Una excursión fotográfica

de Lewis Carroll



Estoy dolorido y tembloroso, y entumecido, y magullado. Ya te he dicho muchas veces que no tengo la menor idea de cómo sucedió, y es inútil que me importunes con más preguntas sobre el tema. Naturalmente, si así lo deseas, puedo leerte un extracto de mi diario en el que se da una relación completa de los acontecimientos de ayer; pero, si esperas encontrar en él la clave del misterio, me temo que estás predestinado a llevarte una desilusión.

23 de agosto, martes

Se dice que los fotógrafos somos, en el mejor de los casos, una raza de ciegos; que hemos aprendido a mirar incluso los rostros más bellos como si fueran tan sólo luces y sombras; que rara vez sabemos admirar y que somos capaces de amar. Este es un error que desde hace tiempo quiero disipar. Si al menos pudiera encontrar una joven a quien fotografiar, que diese vida a mi ideal de belleza, y, sobre todo, si se llamara… (¿por qué, me pregunto, el nombre de Amelia me hechiza más que cualquier otra palabra del idioma inglés?), estoy seguro de que podría desembarazarme de este frío, filosófico letargo.

Al fin, la ocasión ha llegado. Esta misma tarde me topé en Haymarket con el joven Harry Glover.

-¡Tubbs! –gritó palmeándome familiarmente la espalda-. Mi tío quiere que vayas mañana a su casa de campo, con cámara y todo.

- Pero yo no conozco a tu tío –repliqué con mi cautela característica. (N.B. Si tengo alguna virtud, es una sosegada y caballerosa cautela.)

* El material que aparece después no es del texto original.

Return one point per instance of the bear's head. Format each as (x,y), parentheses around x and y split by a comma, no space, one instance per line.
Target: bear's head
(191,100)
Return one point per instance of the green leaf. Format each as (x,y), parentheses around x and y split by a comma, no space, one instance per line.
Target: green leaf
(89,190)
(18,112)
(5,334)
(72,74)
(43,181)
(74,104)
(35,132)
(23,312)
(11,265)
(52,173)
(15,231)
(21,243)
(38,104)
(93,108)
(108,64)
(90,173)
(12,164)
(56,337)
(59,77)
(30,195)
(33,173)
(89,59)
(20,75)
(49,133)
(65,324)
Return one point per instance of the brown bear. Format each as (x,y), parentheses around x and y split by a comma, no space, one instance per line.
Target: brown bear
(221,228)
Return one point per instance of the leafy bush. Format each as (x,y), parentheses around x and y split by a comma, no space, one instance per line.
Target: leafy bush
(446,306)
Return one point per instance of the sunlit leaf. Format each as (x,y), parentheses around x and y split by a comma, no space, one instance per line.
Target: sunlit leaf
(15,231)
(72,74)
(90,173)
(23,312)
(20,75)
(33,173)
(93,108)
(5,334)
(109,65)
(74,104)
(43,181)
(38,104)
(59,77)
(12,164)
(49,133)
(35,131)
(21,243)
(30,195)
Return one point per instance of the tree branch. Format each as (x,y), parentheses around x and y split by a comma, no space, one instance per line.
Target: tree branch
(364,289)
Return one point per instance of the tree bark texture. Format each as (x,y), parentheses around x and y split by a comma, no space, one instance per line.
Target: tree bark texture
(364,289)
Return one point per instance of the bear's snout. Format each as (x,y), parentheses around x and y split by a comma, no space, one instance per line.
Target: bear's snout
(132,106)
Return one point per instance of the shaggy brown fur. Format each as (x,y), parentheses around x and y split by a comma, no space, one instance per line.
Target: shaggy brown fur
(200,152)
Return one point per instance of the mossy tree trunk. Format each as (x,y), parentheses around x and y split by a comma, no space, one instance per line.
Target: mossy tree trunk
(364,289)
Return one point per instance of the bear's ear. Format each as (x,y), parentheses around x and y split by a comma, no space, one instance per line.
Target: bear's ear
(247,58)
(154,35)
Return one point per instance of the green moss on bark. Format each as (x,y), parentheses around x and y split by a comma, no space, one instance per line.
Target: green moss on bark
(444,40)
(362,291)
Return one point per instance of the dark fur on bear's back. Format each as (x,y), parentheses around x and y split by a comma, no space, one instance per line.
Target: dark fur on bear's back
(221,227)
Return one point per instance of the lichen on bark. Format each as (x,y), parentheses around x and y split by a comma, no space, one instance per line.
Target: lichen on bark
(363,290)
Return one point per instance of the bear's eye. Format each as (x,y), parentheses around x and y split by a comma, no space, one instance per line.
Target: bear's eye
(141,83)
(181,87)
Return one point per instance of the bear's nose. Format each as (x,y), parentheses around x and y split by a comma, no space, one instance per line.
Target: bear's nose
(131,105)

-No importa, muchacho, él lo sabe todo acerca de ti. Sal mañana en el primer tren y llévate tu colección completa de frascos; te encontrarás montones de rostros y podrás sacarlos hechos unos adefesios, y…

-No puedo ir -dije con cierta aspereza, porque me alarmaba la índole de la tarea y deseaba además cortarlo en seco, pues tengo una decidida aversión al empleo del lenguaje vulgar en las vías públicas.